Kami kemudian memutar balik ke jalur yang benar, lalu melanjutkan perjalanan. Jalur yang dipilih untuk pendakian Gunung Merbabu adalah lintas Suwanting – Selo, karena kami berencana untuk tektok 2M (Merbabu Merapi).

Sebelum pendakian dimulai, kami melakukan briefing bersama petugas Basecamp Suwanting yang memberikan wejangan mengenai hal-hal yang harus diperhatikan selama pendakian. Terutama karena kami akan melakukan pendakian dengan cara tektok, mendaki hingga puncak, kemudian segera turun kembali ke basecamp tanpa menginap.

Briefing dulu yuk 😀

Usai menyimak penjelasan petugas dengan saksama, perjalanan pun dimulai. Ladang-ladang milik warga Desa Suwanting yang terletak di Magelang ini, menjadi titik awal pendakian kami.

Basecamp Suwanting

 

Di antara ladang milik warga Desa Suwanting

Jalur awal pendakian belum begitu menanjak, cukup lumayan untuk pemanasan. Pohon-pohon pinus yang menjulang tinggi sebelum Pos 1 memberikan kesejukan tersendiri, meskipun matahari sedang bersinar dengan terik.

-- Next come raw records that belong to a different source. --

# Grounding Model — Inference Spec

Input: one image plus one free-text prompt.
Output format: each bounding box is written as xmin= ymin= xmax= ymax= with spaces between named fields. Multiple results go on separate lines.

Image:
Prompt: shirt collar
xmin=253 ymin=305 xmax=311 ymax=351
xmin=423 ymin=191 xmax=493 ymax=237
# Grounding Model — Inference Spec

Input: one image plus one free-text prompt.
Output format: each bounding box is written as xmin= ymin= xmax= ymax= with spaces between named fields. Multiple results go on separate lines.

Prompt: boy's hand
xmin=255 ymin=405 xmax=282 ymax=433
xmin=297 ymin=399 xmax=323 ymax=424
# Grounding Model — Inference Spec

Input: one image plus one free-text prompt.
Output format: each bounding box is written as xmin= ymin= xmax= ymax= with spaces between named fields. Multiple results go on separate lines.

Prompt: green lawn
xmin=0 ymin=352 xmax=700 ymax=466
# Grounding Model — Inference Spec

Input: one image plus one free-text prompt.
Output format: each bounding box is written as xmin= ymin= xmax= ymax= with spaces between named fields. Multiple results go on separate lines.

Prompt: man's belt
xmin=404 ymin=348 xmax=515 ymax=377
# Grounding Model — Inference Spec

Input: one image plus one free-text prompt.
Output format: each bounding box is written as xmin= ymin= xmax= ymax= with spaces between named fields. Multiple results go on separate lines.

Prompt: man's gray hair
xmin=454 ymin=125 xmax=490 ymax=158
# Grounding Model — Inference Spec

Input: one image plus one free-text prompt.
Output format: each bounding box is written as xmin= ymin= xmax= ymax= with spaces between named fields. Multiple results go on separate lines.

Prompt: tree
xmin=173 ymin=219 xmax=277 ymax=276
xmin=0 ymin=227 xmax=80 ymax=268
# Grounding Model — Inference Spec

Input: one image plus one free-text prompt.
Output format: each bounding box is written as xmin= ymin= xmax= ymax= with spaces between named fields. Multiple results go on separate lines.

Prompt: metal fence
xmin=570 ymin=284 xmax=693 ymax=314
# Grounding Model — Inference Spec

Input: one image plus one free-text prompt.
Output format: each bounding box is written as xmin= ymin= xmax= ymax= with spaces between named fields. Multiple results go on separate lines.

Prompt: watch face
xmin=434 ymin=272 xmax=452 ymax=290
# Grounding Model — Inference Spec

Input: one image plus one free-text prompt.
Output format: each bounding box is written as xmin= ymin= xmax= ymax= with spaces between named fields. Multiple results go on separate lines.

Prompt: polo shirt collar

Melewati Pos 1, jalur semakin berat. Perjalanan terus dilanjutkan meski terkadang lelah dan dahaga menuntut kami untuk rihat sejenak. Ternyata benar informasi yang kami dengar, jalur pendakian Suwanting sungguh menguras tenaga. Duh, jalur ini kok isinya tanjakan semua ya? Kok nggak ada bonusnya ya? Hiks.

Lembah Ngrijan

 

Trek selepas Lembah Ngrijan

 

Lembah Mitoh

 

Hutan Manding (hutan mati)

 

Pos Air

Dalam perjalanan menuju Pos 3, kami berhenti sejenak di Sendang Dampo Awang yang merupakan sumber air di jalur Suwanting. Kami mengisi perbekalan air, kemudian kembali memacu langkah-langkah kecil kami menapaki jalur yang semakin menanjak.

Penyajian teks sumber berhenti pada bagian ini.